HONG KONG — After rising steeply for many years, emissions of three important pollutants began to decline last year, China’s Ministry of Environmental Protection announced Thursday as part of an annual report.
Total levels of pollution in China’s lakes, rivers and coastal waters still rose, however, as more pollutants continued to flow into them, the ministry said. And the air in many Chinese cities remained severely polluted.
The ministry said that emissions of sulfur dioxide, mainly from coal-fired power plants and the primary cause of acid rain, declined 4.66 percent last year. The Chinese government has pursued a stringent program that requires power plants to cleanse most of the sulfur dioxide from their flue gases before they are released into the atmosphere. Environmentalists had expected the program to show success.
Emissions of organic pollutants into waterways, as measured by tests of chemical oxygen demand, declined by 3.14 percent last year, the ministry said. Industries reduced their discharges of solid waste into the air and water by 8.1 percent.
Ma Jun, a prominent environmentalist in Beijing, said that while the calculations may be accurate, the overall levels of pollutants are still far higher than the environment can tolerate, particularly in China’s waters.
“We need to have the understanding this is just the turning point in pollution discharges, this isn’t the turning point in the environment,” he said.
The Chinese government is trying hard to convince the world that the severe air pollution in Beijing is improving and that it will not imperil the health of athletes in the Olympics there in August. Atmospheric scientists have questioned whether local governments in Beijing, Guangzhou and other big Chinese cities are placing air pollution sensors where pollution is below average.
The Environmental Ministry said the percentage of China’s coastal waters rated at the worst possible level of pollution rose to 25.4 percent last year, from 24.3 percent a year earlier. Coastal waters in good condition dropped to 62.8 percent from 67.7 percent.
The proportion of Chinese cities with fairly good air quality was practically unchanged last year, while the number of extremely polluted cities declined.
Air quality tends to improve faster than water quality in China when pollution is reduced. Fresh air typically flows in from Siberia and Central Asia, while China’s polluted air is wafted east across the Korean Peninsula, Taiwan and Japan, with some pollution reaching the United States.
The pollutants identified in the report as showing improvement, particularly sulfur dioxide, tended to be those emitted by relatively few factories and power plants, many of them owned or controlled by the state. That makes it easier to limit pollution.
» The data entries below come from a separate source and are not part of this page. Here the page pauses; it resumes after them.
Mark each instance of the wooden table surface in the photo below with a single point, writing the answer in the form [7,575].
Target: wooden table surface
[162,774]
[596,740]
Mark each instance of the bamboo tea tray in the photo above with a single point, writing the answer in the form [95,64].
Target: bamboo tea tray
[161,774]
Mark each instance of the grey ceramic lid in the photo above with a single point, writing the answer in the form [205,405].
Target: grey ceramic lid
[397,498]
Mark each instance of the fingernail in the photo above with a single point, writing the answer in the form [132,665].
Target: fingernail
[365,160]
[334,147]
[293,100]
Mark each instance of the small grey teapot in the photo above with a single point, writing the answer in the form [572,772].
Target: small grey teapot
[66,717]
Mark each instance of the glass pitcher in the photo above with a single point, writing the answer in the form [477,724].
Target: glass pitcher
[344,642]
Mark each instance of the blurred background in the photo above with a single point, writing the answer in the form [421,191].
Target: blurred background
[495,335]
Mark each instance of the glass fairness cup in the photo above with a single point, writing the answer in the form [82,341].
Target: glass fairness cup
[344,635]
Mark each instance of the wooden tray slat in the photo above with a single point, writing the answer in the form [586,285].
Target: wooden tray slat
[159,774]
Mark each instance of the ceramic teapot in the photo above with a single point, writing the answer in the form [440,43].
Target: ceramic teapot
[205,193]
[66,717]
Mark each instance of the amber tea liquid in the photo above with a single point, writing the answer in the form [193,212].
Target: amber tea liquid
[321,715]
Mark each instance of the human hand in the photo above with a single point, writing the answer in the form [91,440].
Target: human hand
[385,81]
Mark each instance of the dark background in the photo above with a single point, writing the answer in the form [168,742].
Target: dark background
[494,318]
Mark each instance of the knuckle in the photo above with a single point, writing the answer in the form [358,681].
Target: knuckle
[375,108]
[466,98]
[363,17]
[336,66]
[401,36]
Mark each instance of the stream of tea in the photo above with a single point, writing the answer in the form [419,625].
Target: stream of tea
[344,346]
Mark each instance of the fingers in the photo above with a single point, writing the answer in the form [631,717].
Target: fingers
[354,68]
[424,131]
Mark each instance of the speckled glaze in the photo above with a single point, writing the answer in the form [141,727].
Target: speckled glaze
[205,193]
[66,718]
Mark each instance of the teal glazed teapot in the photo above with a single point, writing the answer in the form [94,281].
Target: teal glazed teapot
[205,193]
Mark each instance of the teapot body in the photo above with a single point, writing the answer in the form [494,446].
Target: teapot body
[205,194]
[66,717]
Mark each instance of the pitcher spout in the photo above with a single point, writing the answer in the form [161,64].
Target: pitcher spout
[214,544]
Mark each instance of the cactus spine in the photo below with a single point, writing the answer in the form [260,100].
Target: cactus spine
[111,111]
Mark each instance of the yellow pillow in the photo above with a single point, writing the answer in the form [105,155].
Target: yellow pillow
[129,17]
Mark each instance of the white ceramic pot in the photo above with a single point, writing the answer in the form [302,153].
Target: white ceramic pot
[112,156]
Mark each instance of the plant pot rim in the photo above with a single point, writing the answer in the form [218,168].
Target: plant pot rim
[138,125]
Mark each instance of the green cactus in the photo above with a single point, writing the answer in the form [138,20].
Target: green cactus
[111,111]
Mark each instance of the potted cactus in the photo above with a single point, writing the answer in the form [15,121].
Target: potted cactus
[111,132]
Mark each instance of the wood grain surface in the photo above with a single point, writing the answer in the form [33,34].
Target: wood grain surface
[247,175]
Air quality experts calculate that up to 90 percent of deaths from air pollution are caused by tiny particles of soot. The biggest contributors in cities are trucks. The ministry provided no figures on Thursday for emissions of such particles.
China Daily, the official English-language newspaper, separately reported that factories around Lake Tai, China’s third largest body of fresh water, will now be subject to penalties five times what they had been for polluting, under rules adopted last year by Jiangsu Province and taking effect on Thursday. The lake had a severe outbreak of blue-green algae in May 2007 that was linked to pollution.